I can see the OP’s point. And other good points made. But I really don’t want my car ‘thinking’ for me more than it does. Though, I will say that my Wifes new 2016 Outback has some very cool features. Can we trust them? Will people depend on them too much? How much will it cost to fix them. Jury is still out on that.

The Jeep Patriot passenger side plastic cracked up. Before I got around to calling my insurance company I hit a deer and cracked up the driver’s side.

I hated that car soooo much that I just traded it in at that point. The guy at the dealership walked around my trade-in and asked (jokingly) how much I’d give him to take it.

Hence the grin at the end. It’s much more amusing my way.

kayaker, that’s pretty funny. I had a Cherokee many moons ago and I loved it but I just can’t love the newer iteration of smaller Jeeps. If it has a FWD option it’s not really a Jeep IMO.

As an addendum to the OP, does this occur in cvt cars as well? I don’t have a lot of experience with them and I’m curious. Do they have a torque converter the same as a “standard” automatic.

I don’t understand the vitriol aimed at the OP. Yes, this is driver error, and it’s rare. But it does happen, often enough for there to be dozens and dozens of youtube videos of this happening. There are lots of driver errors that cars are now overriding control for, same as airplanes and heavy machinery and anything else where simple software changes can save lives.

Most modern cars have door sensors, brake pedal switches, ABS (which includes wheel speed sensors) and computers controlling the automatic transmission. It would be absolutely trivial to have a series of inputs (door open, no foot on brake, car in gear, wheels not turning) to trigger a slow braking event to make sure a car doesn’t roll. I’d go so far to say that in 10 years, this behavior will just be normal. The only thing holding automakers back is the fact that embedded systems testing is necessarily rigorous, so they probably want to make absolutely sure they’ve got it right. But seriously, if they can make a car automatically stop to prevent rear-ending a truck on the highway, they can certainly make a car automatically stop to prevent driving over grandma’s foot.

yes, in general CVTs have a torque converter. the exception would be the eCVT designs used in hybrid cars.

FWIW, you’re right about this: I don’t very often have a situation where I have to leave the car for a few seconds (and now I’m wondering how common this is). On the rare occasions when I do, it makes me nervous enough that I’m careful to put the car in Park and apply the parking brake before leaving the car. If I did have to do it regularly, would I become nonchalant about it and regularly forget, or would the whole thing become habitual, making me less likely to forget?

I’ve only ever driven an automatic car a couple of times, but manual cars will also drive themselves with no foot on the pedal. If the engine idles relatively high then as long as you let the clutch out very gently, and you’re not on an uphill gradient, it won’t stall.

I see that as a feature and not a bug. Easy to creep ahead a few feet in a traffic jam or in a fast food drive through.

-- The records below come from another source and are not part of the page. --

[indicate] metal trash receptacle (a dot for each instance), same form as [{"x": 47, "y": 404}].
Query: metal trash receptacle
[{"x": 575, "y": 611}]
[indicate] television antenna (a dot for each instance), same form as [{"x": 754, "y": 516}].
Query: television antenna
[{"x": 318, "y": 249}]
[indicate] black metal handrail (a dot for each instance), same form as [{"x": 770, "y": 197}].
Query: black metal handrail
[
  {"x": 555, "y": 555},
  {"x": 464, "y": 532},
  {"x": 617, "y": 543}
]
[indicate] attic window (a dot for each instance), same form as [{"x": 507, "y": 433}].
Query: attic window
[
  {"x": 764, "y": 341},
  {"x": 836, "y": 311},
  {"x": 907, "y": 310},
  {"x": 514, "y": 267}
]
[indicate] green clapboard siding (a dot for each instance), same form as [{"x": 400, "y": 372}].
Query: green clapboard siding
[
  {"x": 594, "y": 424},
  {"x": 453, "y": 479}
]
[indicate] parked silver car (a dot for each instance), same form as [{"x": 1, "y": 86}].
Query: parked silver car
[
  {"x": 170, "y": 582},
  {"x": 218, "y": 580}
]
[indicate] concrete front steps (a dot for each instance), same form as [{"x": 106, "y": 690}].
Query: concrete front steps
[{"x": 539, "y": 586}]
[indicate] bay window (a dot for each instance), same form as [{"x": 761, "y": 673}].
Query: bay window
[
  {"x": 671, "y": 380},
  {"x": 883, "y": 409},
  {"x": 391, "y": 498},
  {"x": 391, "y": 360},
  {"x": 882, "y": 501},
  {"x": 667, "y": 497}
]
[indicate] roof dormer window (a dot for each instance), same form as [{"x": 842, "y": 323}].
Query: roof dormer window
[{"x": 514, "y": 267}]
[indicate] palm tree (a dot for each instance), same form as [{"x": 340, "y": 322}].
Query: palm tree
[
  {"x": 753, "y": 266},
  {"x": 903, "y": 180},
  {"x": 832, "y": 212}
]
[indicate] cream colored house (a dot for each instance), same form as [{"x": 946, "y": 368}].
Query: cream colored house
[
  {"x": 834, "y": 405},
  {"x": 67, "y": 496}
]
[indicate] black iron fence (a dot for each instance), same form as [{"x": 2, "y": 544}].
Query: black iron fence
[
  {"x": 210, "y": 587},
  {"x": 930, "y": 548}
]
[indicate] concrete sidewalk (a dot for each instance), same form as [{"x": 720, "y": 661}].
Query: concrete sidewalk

Yeah, this is the main reason “why they haven’t come up a way to prevent it”: because millions of drivers take it for granted that it’s the way cars work, and that it’s useful for them to work that way.

To be fair, the request is for an open door interlock, which isn’t a horrible idea. But every new feature has costs that need to be justified, and the benefits have to outweigh the damage they can cause when they fail. We have several interlocks on cars right now that can be justified on those grounds.

The question on the table here is does a door/park interlock make sense, and how would you implement it.

How are you going to fake an accidental death without jumping out of the car before it drives over the cliff??!!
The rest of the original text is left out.